Pourquoi les sports pratiqués par des personnes handicapées n’y auraient-ils pas leur place ? Quand
je pose cette question les médias me rétorquent que le grand public n’est pas intéressé par les
performances des sportifs handicapés. Ce raisonnement est absurde, la presse a un rôle à jouer pour
attirer le public valide à nos compétitions. C’est un peu comme ce qui se passe au Darfour, les
massacres ne datent pas d’aujourd’hui mais les médias s’y intéressent seulement maintenant, et,
depuis le grand public fait de même … »
FMB
Quelques phots prises lors de l'entraînement des joueurs de torball au foyer Résal de Besançon :
(1) Prénom d’emprunt.
(2) BBCD : Besançon Basket Comté Doubs
(3) Définition et bref historique du Torball :
Le TORBALL (prononcer tor-bal) se pratique les yeux recouverts d’un masque opaque. C’est un sport
quasiment réservé aux déficients visuels. Créée en Allemagne en 1955, il est introduit en France en
1970 et organisé en compétition internationale depuis 1988. Il ne figure pas au programme des jeux
paralympiques. Le torball est un sport pratiqué par les femmes et les hommes, mais n’est pas mixte. Il
est joué entre deux équipes de trois joueurs (deux ailiers et un avant centre). L’objectif est de marquer
le plus grand nombre de buts au cours, des deux mi-temps de cinq minutes effectives. L’aire de jeu
mesure 16 m de long sur 7 m de large ; les buts s’étendent sur chaque largeur et s’élèvent à 1,30 m.

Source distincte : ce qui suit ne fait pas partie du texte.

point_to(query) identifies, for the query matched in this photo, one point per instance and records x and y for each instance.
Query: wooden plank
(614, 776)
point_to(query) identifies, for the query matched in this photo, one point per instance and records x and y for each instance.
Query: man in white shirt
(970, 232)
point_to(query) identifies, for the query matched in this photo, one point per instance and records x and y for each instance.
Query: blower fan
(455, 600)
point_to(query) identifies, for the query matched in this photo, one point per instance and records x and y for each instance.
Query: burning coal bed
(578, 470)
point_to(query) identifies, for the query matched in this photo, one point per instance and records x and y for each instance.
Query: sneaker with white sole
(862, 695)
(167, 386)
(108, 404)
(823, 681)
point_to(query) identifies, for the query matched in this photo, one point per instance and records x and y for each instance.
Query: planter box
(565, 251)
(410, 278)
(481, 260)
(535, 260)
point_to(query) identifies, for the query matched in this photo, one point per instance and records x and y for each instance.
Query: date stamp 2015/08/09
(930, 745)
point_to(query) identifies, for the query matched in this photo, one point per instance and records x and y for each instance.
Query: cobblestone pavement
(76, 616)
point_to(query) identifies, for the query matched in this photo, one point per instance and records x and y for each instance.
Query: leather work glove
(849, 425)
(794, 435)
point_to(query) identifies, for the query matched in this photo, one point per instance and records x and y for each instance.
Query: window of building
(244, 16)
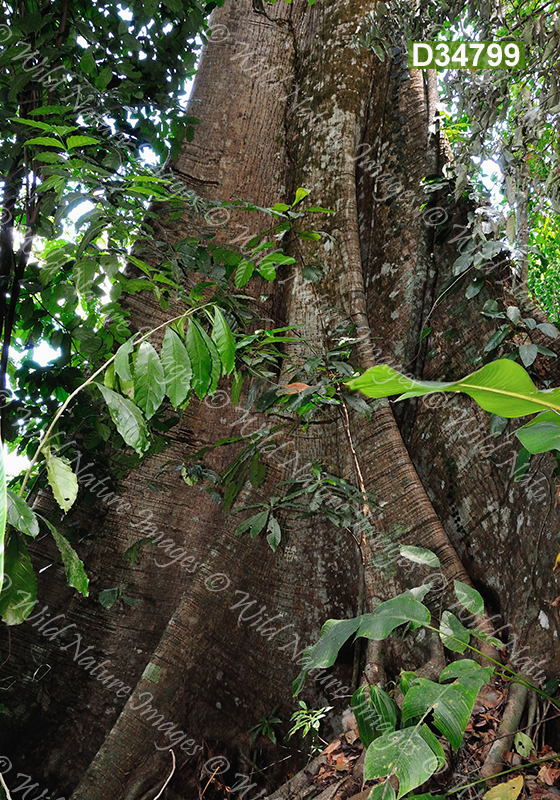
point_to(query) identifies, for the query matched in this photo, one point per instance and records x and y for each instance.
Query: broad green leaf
(451, 704)
(548, 329)
(20, 592)
(469, 598)
(80, 141)
(177, 368)
(523, 744)
(403, 753)
(334, 634)
(200, 359)
(224, 340)
(510, 790)
(73, 567)
(427, 796)
(62, 480)
(383, 791)
(243, 273)
(451, 630)
(375, 713)
(502, 387)
(122, 362)
(149, 380)
(419, 555)
(128, 419)
(20, 515)
(541, 434)
(390, 614)
(274, 533)
(3, 510)
(418, 592)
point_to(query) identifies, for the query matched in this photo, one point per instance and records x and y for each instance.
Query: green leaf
(496, 339)
(87, 61)
(274, 533)
(300, 195)
(104, 78)
(200, 359)
(128, 419)
(375, 713)
(541, 434)
(469, 598)
(451, 704)
(451, 627)
(4, 512)
(177, 368)
(502, 387)
(14, 608)
(419, 555)
(383, 791)
(528, 353)
(403, 753)
(224, 340)
(215, 363)
(497, 424)
(267, 271)
(390, 614)
(80, 141)
(334, 634)
(149, 380)
(256, 522)
(548, 329)
(257, 471)
(523, 744)
(122, 362)
(73, 567)
(521, 464)
(47, 142)
(19, 514)
(243, 273)
(236, 387)
(62, 480)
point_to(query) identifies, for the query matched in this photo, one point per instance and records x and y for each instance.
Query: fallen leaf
(548, 775)
(342, 763)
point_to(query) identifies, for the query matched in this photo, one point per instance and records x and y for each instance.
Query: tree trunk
(285, 101)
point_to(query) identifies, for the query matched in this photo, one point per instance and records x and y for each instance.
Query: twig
(210, 779)
(159, 794)
(510, 723)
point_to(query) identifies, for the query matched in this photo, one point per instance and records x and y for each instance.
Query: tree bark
(285, 101)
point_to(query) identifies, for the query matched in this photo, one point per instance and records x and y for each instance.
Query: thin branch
(159, 794)
(8, 795)
(90, 380)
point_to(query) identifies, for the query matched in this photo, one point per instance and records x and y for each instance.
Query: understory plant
(405, 743)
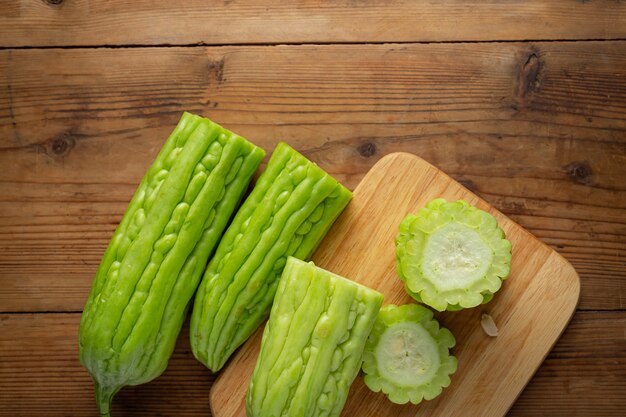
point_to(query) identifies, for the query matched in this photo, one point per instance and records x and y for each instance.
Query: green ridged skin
(290, 209)
(156, 257)
(451, 255)
(312, 345)
(407, 355)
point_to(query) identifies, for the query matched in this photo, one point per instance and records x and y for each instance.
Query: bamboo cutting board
(531, 310)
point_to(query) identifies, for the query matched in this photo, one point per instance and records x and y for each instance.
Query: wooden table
(524, 102)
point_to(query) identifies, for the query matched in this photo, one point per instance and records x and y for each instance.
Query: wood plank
(150, 22)
(535, 129)
(584, 375)
(360, 246)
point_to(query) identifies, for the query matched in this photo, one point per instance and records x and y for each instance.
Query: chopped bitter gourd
(157, 255)
(452, 255)
(407, 355)
(312, 345)
(290, 209)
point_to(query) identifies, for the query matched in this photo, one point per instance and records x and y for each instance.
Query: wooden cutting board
(531, 310)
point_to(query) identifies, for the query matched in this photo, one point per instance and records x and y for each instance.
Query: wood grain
(535, 129)
(150, 22)
(360, 246)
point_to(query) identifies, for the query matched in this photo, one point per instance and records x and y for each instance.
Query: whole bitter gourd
(312, 345)
(290, 209)
(155, 259)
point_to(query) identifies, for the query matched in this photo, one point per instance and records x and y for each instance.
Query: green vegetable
(156, 257)
(407, 355)
(289, 211)
(312, 345)
(452, 255)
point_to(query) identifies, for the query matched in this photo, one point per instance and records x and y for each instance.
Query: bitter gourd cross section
(451, 255)
(156, 257)
(312, 345)
(407, 355)
(290, 209)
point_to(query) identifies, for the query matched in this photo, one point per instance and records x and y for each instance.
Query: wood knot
(61, 145)
(528, 80)
(367, 149)
(580, 172)
(469, 184)
(216, 70)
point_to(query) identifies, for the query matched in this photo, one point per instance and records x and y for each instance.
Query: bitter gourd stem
(104, 396)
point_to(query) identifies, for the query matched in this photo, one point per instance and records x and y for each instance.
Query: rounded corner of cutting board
(569, 273)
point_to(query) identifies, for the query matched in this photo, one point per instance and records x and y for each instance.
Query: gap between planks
(217, 45)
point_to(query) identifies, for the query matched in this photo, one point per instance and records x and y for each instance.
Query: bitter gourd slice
(452, 255)
(312, 345)
(407, 355)
(290, 209)
(156, 257)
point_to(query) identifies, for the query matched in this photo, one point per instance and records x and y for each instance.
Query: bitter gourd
(407, 355)
(290, 209)
(153, 264)
(312, 345)
(452, 255)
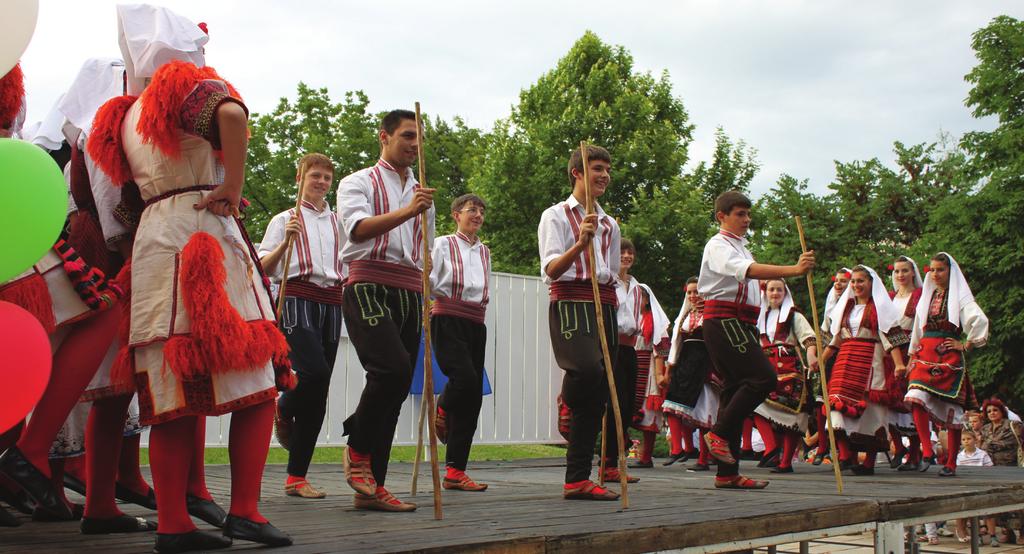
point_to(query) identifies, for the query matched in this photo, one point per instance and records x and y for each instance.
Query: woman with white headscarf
(947, 324)
(782, 330)
(905, 294)
(864, 328)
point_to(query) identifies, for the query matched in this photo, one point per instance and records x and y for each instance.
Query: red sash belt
(383, 272)
(724, 309)
(583, 291)
(459, 308)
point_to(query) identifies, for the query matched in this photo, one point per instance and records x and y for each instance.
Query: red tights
(174, 449)
(75, 363)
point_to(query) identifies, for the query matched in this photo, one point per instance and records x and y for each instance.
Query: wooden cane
(291, 239)
(419, 444)
(428, 371)
(821, 367)
(599, 313)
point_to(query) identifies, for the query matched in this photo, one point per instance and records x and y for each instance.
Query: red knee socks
(790, 442)
(767, 433)
(676, 434)
(924, 424)
(103, 435)
(171, 445)
(648, 445)
(248, 444)
(129, 474)
(74, 365)
(952, 446)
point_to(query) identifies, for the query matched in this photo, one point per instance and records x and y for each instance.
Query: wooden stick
(599, 313)
(428, 371)
(291, 240)
(419, 444)
(821, 367)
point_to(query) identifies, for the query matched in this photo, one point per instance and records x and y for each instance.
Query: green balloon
(33, 205)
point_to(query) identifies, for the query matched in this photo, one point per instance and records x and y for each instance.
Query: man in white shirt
(310, 317)
(728, 283)
(564, 237)
(460, 281)
(380, 208)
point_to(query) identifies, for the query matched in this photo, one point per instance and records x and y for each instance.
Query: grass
(332, 455)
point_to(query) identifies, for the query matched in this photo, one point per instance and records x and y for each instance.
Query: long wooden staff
(599, 312)
(291, 239)
(821, 367)
(428, 371)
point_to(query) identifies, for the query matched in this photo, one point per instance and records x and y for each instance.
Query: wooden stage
(523, 512)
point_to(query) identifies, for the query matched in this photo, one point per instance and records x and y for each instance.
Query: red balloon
(25, 364)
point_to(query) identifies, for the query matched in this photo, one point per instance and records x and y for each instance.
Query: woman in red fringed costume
(864, 328)
(203, 340)
(905, 294)
(783, 414)
(948, 323)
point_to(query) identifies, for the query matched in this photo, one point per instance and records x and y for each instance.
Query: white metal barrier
(520, 367)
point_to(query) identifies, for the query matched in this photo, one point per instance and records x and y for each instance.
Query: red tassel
(104, 144)
(11, 95)
(32, 294)
(160, 122)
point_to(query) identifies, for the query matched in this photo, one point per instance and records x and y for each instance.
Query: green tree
(594, 94)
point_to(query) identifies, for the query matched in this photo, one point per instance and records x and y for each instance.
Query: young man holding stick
(732, 300)
(380, 210)
(564, 235)
(310, 316)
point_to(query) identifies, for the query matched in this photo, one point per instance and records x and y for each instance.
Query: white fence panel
(523, 376)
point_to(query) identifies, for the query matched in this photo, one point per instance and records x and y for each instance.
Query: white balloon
(18, 18)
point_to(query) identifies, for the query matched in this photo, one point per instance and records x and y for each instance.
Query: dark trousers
(312, 330)
(460, 345)
(577, 346)
(384, 325)
(748, 376)
(626, 384)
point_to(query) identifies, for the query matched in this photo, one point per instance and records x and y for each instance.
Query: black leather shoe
(129, 496)
(39, 486)
(861, 470)
(681, 457)
(7, 519)
(44, 515)
(121, 523)
(74, 483)
(189, 542)
(247, 529)
(926, 463)
(207, 510)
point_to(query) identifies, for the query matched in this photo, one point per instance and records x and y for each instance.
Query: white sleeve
(724, 260)
(975, 324)
(353, 203)
(549, 239)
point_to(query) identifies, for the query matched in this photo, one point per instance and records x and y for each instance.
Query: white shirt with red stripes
(377, 190)
(630, 305)
(315, 253)
(461, 268)
(723, 270)
(559, 229)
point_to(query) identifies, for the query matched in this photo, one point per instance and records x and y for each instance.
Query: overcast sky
(804, 82)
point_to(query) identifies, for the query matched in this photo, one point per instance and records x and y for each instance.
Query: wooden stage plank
(523, 512)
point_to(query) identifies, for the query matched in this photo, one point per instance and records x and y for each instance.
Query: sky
(804, 82)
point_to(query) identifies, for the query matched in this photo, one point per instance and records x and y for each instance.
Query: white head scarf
(783, 309)
(918, 283)
(660, 320)
(98, 80)
(151, 36)
(885, 309)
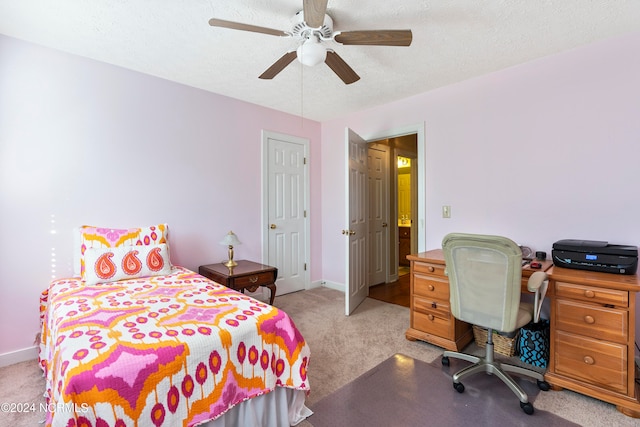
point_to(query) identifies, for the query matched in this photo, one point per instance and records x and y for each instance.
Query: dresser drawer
(592, 294)
(592, 320)
(432, 324)
(600, 363)
(437, 308)
(431, 269)
(431, 287)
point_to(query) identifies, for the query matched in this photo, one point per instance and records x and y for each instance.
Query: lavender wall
(82, 142)
(539, 152)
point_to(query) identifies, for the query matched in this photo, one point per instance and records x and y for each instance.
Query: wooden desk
(592, 343)
(430, 316)
(246, 275)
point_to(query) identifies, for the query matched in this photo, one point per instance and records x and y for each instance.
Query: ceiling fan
(312, 27)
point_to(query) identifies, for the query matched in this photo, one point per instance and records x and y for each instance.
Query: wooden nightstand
(245, 275)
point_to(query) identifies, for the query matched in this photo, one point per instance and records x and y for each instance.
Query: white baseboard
(333, 285)
(18, 356)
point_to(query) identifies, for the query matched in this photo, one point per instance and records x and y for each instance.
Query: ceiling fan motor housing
(302, 30)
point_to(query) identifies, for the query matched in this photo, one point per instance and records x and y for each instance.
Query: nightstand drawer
(592, 294)
(592, 320)
(253, 279)
(601, 363)
(431, 287)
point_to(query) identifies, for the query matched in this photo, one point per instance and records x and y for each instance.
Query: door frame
(266, 135)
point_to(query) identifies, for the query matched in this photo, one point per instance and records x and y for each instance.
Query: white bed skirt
(282, 407)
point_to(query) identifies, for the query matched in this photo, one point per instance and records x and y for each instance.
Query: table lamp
(230, 240)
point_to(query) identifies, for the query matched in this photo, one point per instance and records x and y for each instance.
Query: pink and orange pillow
(125, 262)
(93, 243)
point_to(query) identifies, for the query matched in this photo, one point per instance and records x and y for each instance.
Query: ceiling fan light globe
(311, 53)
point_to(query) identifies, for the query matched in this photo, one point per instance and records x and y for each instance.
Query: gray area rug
(402, 391)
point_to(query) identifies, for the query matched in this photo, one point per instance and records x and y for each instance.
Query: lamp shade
(311, 52)
(230, 239)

Le ballon de torball est de la taille d’un ballon de volley ball, contenant de la grenaille de fer, ce qui le
rend sonore. Le lancer de ballon se fait à la main, il doit raser le sol et ne pas excéder une hauteur de
40 cm. Des ficelles sonores permettent de contrôler si cette hauteur est respectée. Dans chaque zone
de jeu, 3 tapis de 1 m par 2 m sont scotchés au sol et servent de repères aux joueurs.
En attaque, les joueurs doivent lancer le ballon en dessous des ficelles sans jamais les toucher, ni
passer par-dessus, afin de les faire rentrer dans le but adverse.
En défense, l’équipe doit se positionner en fonction de la trajectoire du ballon, puis dès qu’il quitte les
mains de l’adversaire, plonger sur le côté de manière à former un « mur » qui retient le ballon.